En una zona montañosa donde Amín, mi dueño, se enfermó con un enorme bulto en una muela; me tuvo que entregar a un “dentista”; en mis épocas pasadas se les decía “saca muelas” y lo hacían los barberos. Pero ahora he visto, cuando le pasó conmigo varias libras esterlinas de oro, un papel recortado en un marco de madera, un certificado de este señor de bata blanca; que indica que es Cirujano Dentista. Me miró con curiosidad y se puso a hablar de historia, mi historia. ¡Bueno, de la época en que me acuñaron allá en Francia! El entusiasmo del hombre, el otro con la boca abierta, lo escuchaba embelezado. ¡Siempre los dentistas los tienen con la boca abierta!

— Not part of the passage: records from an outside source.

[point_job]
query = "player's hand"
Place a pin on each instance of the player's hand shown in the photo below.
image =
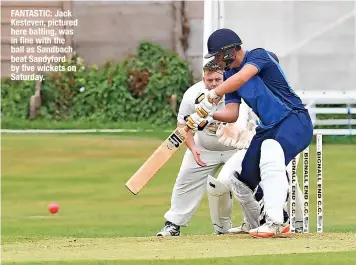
(206, 106)
(247, 136)
(196, 154)
(194, 122)
(229, 134)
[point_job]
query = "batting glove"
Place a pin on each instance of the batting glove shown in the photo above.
(194, 122)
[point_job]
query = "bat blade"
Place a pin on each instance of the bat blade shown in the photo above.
(157, 160)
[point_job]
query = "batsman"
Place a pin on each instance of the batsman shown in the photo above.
(285, 130)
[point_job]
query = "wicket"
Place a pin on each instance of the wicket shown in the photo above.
(319, 188)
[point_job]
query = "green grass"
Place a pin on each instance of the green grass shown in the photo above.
(86, 174)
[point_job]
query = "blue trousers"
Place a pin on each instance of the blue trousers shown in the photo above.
(294, 133)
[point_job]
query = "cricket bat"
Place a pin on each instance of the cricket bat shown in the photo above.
(157, 160)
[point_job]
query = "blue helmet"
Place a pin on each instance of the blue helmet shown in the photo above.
(220, 40)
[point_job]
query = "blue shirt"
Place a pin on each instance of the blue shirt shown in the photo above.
(268, 93)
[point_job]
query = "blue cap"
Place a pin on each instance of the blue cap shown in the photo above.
(221, 39)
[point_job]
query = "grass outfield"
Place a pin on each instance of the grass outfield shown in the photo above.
(99, 217)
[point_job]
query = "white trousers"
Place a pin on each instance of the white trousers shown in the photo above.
(191, 182)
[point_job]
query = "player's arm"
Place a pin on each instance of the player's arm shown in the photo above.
(237, 80)
(186, 108)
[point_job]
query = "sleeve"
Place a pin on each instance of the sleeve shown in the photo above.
(243, 115)
(186, 108)
(232, 97)
(259, 58)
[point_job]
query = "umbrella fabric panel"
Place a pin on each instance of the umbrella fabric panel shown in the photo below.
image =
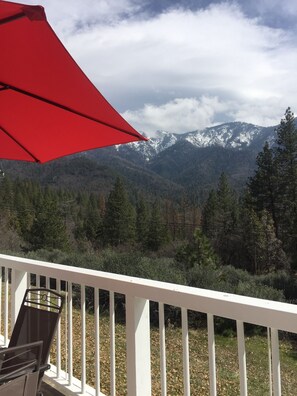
(49, 108)
(34, 60)
(59, 133)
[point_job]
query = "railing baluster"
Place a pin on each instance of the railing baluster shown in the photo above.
(138, 346)
(6, 308)
(83, 337)
(185, 339)
(162, 350)
(58, 362)
(1, 311)
(212, 356)
(70, 364)
(97, 342)
(275, 363)
(241, 358)
(112, 345)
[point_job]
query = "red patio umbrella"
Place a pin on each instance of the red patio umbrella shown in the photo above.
(48, 107)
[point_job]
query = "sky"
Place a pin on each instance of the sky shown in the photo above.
(184, 65)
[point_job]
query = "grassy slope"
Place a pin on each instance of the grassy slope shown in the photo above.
(226, 358)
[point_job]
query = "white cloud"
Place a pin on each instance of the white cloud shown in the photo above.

Gracias a ese caballero, un erudito en historia, me enteré de cientos de cosas inventadas y creadas entre que me acuñaron y hoy. ¿Saben que han encontrado un remedio para la viruela, la peste negra y hasta hay un descubrimiento que cura la “tisis”, la lepra, la sífilis y tantos males que llevaban a la pobre gente a las fosas? Yo no lo conocía. Es un milagro. El libanés quedó encantado con el orador. Le pidió si quería que le enviara clientes y por supuesto, dijo que sí.

Cuando el comerciante dejó el lugar sin su muela y su flemón y con unas monedas valiosas menos, el doctor ingresó en su hogar y llamó a su esposa y le mostró mi cuerpo. Ella, le pidió, que la quería guardar. Él, la quería vender para comprar herramientas para su consultorio; ganó la mujer. Así, viví un tiempo en una pulsera de oro que tenía como dije mi dueña. Me amaba. No era avara, era una persona llena de amor por las cosas bellas.

Un día que salió a festejar un aniversario de bodas, entraron dos cacos y me arrebataron del cajón donde estaba guardada. Y junto a otras chucherías bonitas me llevaron a un sótano donde me hicieron lo peor que le puede pasar a un ser especial como yo: me derritieron y me juntaron con otras joyas para no ser detectados por la policía. Los muy ignorantes, no sabían que tenían una “Inmensa Historia” frente a sus narices.

Todavía mi ex familia me llora. Yo, no puedo decirles donde estoy, no lo sé.